I'll tag it Performance. If we get loading so fast that it is less than a second to start rendering the new screen on the slowest servers, I don't mind changing it. It's useful to stop people repeat-clicking on slow servers, making them even slower, and generally gives people instant feedback they're moving.
My main concern was how it sometimes overlays other important information making it hard to read. That said, I'm pretty sure that every browser I've used had its own screen loading indicator which I why I questioned if this was required at all. Not against keeping it, but it does get in the way of some information and it doesn't seem to display on all screens making it an inconsistent feature.
If there was an option to turn it off, I would turn it off. The majority of servers have decent enough page load times, even the cheaper ones. 10 seconds plus isn't uncommon in my mind and I am pretty sure you can tell that the page is loading from the browser itself.
"on a 6 CPU 8GB VPS with nginx and Cloudflare" - this is a good example of a setup that sounds performant, but really works against that from the point of view of any individual user. Execution isn't parallelised generally (actually the admin zone dashboard now is an exception to that) - so the number of CPUs/cores doesn't speed up any single user, it just helps handle multiple requests at once. VPSs are often slow due to overloading, as rarely are they set up to actually guarantee any particular CPU throughput - and a VPS has significantly more overhead on a server than being on a shared server. Then nginx provides an extra request queue. And Cloudflare routes the traffic through an indirect point with extra potential for congestion etc.

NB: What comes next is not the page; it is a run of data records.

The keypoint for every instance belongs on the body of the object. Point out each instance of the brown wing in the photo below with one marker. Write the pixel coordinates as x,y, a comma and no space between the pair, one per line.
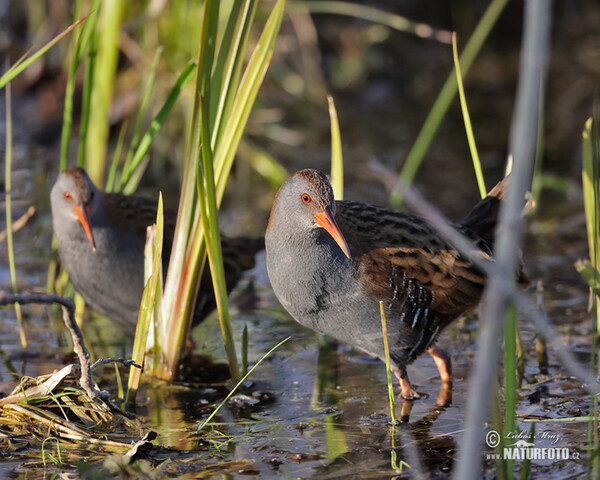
397,252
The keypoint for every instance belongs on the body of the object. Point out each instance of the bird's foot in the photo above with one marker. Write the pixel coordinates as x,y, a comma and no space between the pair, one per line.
445,395
443,362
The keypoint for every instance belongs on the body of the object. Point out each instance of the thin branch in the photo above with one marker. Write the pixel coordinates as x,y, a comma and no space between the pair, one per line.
68,309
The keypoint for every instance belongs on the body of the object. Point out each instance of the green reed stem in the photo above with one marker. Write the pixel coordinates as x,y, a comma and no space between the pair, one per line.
79,45
591,197
142,110
242,380
127,183
8,205
389,19
154,245
25,61
442,103
245,350
337,161
86,94
510,377
467,119
111,14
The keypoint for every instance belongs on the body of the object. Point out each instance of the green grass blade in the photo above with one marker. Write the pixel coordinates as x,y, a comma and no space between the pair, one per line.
79,45
127,185
8,211
154,277
591,190
86,94
182,283
510,377
467,119
114,165
245,350
242,380
337,160
442,103
143,108
111,14
264,164
590,274
245,98
210,218
392,20
18,68
228,65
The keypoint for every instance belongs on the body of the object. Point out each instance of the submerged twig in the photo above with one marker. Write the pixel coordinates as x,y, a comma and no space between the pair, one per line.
68,309
124,361
534,57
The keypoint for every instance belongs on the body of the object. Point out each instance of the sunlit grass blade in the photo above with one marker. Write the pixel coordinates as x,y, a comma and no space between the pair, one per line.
591,189
467,119
86,94
390,19
242,380
337,161
245,98
210,219
510,377
591,198
228,65
8,211
79,45
114,164
388,369
264,164
590,274
245,350
189,248
153,276
182,280
444,99
142,109
128,186
23,63
109,29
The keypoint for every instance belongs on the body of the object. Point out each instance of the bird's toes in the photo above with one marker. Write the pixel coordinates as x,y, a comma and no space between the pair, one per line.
409,394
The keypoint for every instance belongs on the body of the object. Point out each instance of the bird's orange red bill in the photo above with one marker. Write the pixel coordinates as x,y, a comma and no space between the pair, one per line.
325,220
83,214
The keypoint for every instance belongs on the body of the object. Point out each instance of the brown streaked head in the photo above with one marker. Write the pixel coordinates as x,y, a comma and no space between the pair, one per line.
304,202
72,197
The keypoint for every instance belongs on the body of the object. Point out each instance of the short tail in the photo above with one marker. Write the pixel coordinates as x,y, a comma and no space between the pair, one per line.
482,219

"My main concern was how it sometimes overlays other important information making it hard to read" - I don't really understand that, as you've already decided to move away at that point, what are you reading? However, if you click somewhere (not on a link) it closes the loading indicator.
"I'm pretty sure that every browser I've used had its own screen loading indicator" - The thing is, people nowadays (including me) are trained to ignore them. Pages consist of so many JavaScript, CSS, image, font, etc, requests, that if any one of them is on a bogged down server, or a server you can't get a stable route to, it can leave the whole page perpetually 'loading' from the point of view of the status indicator. Also, many sites are using AJAX for loading screens which bypasses the status indicator (something I think browsers need an API for, it's not good).

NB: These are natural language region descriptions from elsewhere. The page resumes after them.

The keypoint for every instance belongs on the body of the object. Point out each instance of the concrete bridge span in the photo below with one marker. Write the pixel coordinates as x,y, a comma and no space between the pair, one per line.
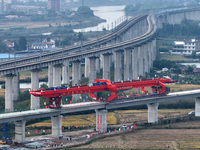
141,45
177,16
101,109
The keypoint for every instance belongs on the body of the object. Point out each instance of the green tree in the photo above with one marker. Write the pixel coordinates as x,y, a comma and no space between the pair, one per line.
22,43
84,11
3,47
189,70
16,46
194,54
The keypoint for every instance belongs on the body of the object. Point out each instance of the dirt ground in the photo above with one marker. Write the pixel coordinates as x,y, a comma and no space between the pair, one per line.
159,139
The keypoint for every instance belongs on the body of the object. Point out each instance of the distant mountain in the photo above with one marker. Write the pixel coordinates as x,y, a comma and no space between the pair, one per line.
77,3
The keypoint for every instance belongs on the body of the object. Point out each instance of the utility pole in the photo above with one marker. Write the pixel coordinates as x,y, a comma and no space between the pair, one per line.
82,3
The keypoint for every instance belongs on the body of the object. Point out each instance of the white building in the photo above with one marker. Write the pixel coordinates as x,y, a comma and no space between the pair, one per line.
186,47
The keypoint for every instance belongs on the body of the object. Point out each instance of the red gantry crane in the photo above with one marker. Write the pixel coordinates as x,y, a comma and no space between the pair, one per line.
55,93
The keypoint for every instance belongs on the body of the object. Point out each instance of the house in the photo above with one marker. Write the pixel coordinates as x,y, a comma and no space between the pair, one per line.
50,43
38,46
196,70
9,44
186,47
44,45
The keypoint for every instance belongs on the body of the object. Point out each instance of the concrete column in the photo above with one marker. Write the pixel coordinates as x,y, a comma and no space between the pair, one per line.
141,60
101,61
127,65
135,63
154,49
197,107
146,55
20,131
106,66
76,76
76,65
118,66
98,65
87,67
35,101
56,76
9,105
153,113
50,76
65,73
16,86
56,126
93,73
101,120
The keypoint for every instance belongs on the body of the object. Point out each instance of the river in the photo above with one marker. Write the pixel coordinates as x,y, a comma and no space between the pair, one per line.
114,15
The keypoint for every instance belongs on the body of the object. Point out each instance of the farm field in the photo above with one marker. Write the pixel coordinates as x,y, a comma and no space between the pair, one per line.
28,25
157,139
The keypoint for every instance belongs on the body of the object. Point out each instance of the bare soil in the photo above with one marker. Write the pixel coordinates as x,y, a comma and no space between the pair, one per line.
159,139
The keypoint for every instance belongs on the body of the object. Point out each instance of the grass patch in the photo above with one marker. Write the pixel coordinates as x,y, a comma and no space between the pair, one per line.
174,58
78,120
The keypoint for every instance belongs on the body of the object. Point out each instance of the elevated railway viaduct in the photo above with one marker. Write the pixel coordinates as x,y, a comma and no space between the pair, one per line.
135,39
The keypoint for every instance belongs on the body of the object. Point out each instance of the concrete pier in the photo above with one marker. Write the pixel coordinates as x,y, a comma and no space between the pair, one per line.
76,65
98,65
56,126
20,131
153,113
87,67
106,66
197,107
135,66
50,76
146,57
118,66
127,65
92,74
56,75
16,86
141,60
101,120
35,101
9,105
65,73
76,76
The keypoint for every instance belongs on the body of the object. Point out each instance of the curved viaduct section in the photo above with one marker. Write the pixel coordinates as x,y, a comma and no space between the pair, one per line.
134,40
177,16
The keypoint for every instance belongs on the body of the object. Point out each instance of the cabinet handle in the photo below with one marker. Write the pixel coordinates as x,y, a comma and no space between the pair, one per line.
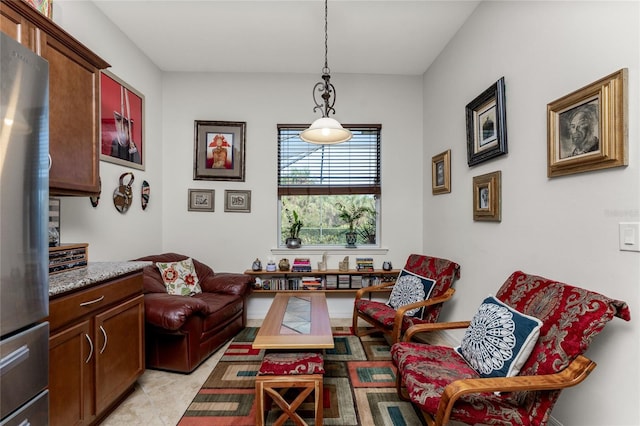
86,361
91,302
104,334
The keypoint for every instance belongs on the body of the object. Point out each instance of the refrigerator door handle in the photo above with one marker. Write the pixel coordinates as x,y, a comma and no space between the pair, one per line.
13,359
90,347
104,345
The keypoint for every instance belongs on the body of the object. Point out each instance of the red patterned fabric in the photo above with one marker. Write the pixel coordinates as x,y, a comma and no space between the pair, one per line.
571,318
282,364
443,271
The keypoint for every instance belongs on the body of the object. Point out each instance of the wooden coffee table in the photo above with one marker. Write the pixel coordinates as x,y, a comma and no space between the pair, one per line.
296,320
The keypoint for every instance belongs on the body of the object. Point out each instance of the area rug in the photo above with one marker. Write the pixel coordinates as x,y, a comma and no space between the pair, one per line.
359,386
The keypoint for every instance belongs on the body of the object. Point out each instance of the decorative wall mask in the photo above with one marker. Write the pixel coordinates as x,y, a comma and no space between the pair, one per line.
123,195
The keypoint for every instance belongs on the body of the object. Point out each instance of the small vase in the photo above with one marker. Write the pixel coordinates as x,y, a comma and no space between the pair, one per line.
351,239
294,242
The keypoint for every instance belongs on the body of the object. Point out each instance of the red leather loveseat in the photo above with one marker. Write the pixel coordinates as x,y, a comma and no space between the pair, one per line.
183,331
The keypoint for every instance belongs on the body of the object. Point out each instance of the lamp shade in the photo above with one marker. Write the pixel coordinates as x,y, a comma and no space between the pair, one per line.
325,131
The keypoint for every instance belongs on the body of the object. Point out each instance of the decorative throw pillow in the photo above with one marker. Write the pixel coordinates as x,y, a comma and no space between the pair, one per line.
410,288
180,278
499,339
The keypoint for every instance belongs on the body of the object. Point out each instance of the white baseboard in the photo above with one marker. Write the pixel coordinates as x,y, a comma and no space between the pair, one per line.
554,422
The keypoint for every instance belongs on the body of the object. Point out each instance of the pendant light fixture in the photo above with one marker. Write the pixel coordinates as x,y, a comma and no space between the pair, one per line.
325,130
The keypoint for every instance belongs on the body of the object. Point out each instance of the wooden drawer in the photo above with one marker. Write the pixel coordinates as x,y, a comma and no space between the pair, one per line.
73,306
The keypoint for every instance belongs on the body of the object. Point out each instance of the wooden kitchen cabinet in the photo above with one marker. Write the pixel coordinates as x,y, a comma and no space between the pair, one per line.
74,98
96,349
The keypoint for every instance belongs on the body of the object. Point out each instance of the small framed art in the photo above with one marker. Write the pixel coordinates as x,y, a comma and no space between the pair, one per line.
237,201
587,129
219,150
201,200
487,125
441,173
487,197
122,123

Hard to get a screenshot as the page is actually loading at the time, but things like messages telling you that you are being redirected are overlaid by the loading indicator. There are more examples, not sure how to describe them, but generally they are informative screens, like the one about cookies being used. I'm not pressing the issue any further, happy with your conclusions about performance improvements determining this.
Added screenshot for clarity, as I recently realised there is a smaller loading indicator in modal windows which I have no issue with. Wanted to make sure we weren't at odds with what I meant. As you can see, text is obscured.
If there was an option to turn it off, I would turn it off. The majority of servers have decent enough page load times, even the cheaper ones. 10 seconds plus isn't uncommon in my mind and I am pretty sure you can tell that the page is loading from the browser itself.
10 seconds is pretty extreme though :(.
"I'm pretty sure that every browser I've used had its own screen loading indicator" - The thing is, people nowadays (including me) are trained to ignore them. Pages consist of so many JavaScript, CSS, image, font, etc, requests, that if any one of them is on a bogged down server, or a server you can't get a stable route to, it can leave the whole page perpetually 'loading' from the point of view of the status indicator. Also, many sites are using AJAX for loading screens which bypasses the status indicator (something I think browsers need an API for, it's not good).